Foreign Bodies posits, then, that we are all foreign to each other, that in the post-war world the West became more, not less, separated from itself. Bea’s ex-husband, the composer Leo Cooperfield, lives on the other side of the continent (California and New York are as distant from one another in Ozick’s vision as Paris and Boston in James’s), writing incidental music for bad motion pictures; neither Julian nor his younger sister, Iris, have spoken to Bea in years, and the latter’s arrival in Bea’s life she likens to a “calamitous foreign body” [pg. 26]; Marvin’s wife, Margaret, spends her days in a fussed-up sanitorium, placed out of sight of the WASPish networks she opened up to her upstart, brutish husband. When Margaret goes wandering she sees “only this relentlessly rushing road connecting suburban cluster to suburban cluster …” [pg. 205]
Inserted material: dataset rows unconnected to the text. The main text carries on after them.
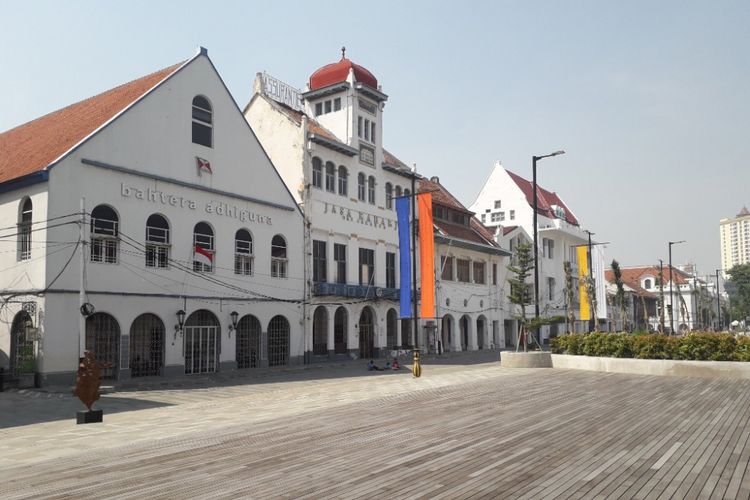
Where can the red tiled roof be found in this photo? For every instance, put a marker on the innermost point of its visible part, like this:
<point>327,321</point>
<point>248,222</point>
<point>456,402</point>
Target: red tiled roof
<point>476,232</point>
<point>35,145</point>
<point>338,72</point>
<point>545,199</point>
<point>632,276</point>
Connections are indeed in short supply: in New York, for instance, “no street map could hint at what a mere two miles’ distance might signify.” [pg. 47]   Unsurprisingly given this environment, it is withheld knowledge which powers the plot of the novel – letters pass between all of the characters, each partial in their own way, but unlike in Shakespeare (Ozick bows her head with a misjudged “to Bea or not to Bea” joke), the secrets are never revealed – they hang, unspoken and consequential, between individuals who each misapprehend their relationship with the other. Younger characters toy with casting off all ties – “I’m not supposed to be responsible for my brother’s troubles or my mother’s or my fathers,” insists Iris, pretending to be “practical” [pg. 160] – whilst older ones worry at the correspondence of past actions to present conditions – “A woman grown foreign to his life,” Leo thinks of Bea, uncomprehendingly, “erased from his history, obliterated.” [pg. 111] Ultimately, Bea in turn rejects Leo’s vision of music as a universal language. “Words,” she tells herself, “the sovereignty of words, their excluding particularity, this was language.” [pg. 254]  It’s in the parenthesis that the kicker lies – as Kevin from Canada writes, the novel’s mosaic is endlessly, if fruitlessly, broken.
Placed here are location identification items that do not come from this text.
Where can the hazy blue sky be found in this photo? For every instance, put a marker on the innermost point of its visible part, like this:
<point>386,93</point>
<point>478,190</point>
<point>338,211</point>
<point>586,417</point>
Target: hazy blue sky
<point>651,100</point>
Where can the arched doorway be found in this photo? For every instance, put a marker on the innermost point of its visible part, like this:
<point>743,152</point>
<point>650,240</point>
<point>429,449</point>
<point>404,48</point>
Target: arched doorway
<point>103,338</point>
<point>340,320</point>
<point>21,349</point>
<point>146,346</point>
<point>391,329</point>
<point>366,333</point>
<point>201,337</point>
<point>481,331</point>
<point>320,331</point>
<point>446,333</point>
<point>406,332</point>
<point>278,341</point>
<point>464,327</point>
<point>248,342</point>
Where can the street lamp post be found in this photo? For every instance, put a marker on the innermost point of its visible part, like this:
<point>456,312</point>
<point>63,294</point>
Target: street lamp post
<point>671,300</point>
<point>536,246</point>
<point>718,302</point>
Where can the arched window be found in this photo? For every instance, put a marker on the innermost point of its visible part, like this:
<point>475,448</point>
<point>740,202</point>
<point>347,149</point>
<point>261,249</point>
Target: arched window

This is a novel intensely alive to the Jamesian project, then – “If introspection is thought,” the novel tells us, “Marvin was not introspective,” but it nevertheless proceeds to expose us to his introspection [pg. 152] – and yet it is a far more directly written novel than the late works of the master who inspired it. Nevertheless, and reflecting the “heavy stillness” with which Bea is filled, at times this is a static novel, over-determined and endlessly receptive without always transmitting. It fills itself more with the shibboleths than with their rejection – “Here it was normal to drink wine,” Julian marvels in France [pg. 126], whilst Lili metamorphoses into an impossibly insightful “sybil”, to whom all the other characters are magically “transparent”. In part this is necessary; in part, it is the sign of a novel – to take up the gauntlet of my closing remarks on The Song of Achilles – so complete in its vision and execution that it lacks the messy vitality of Enright’s admittedly less densely allusive The Forgotten Waltz.

“The sentences stretched on and on, and he understood that sentences such as these had been written thousands of times in the history of the world, and in truth carried no redeemable coin, and would be blown like vapor into nothingness.” [pg. 217]  Ozick is a writer of sentences with real currency, and Foreign Bodies represents a masterful putting-to-bed of the master; it is therefore a strong contender for the last Orange prize, if it is minded to reward an exquisitely turned literary rumination: few novels will better this one in terms of classical form and style. If, however, the Orange judges seek energy, novelty and unforced fluidity, they may need to look elsewhere.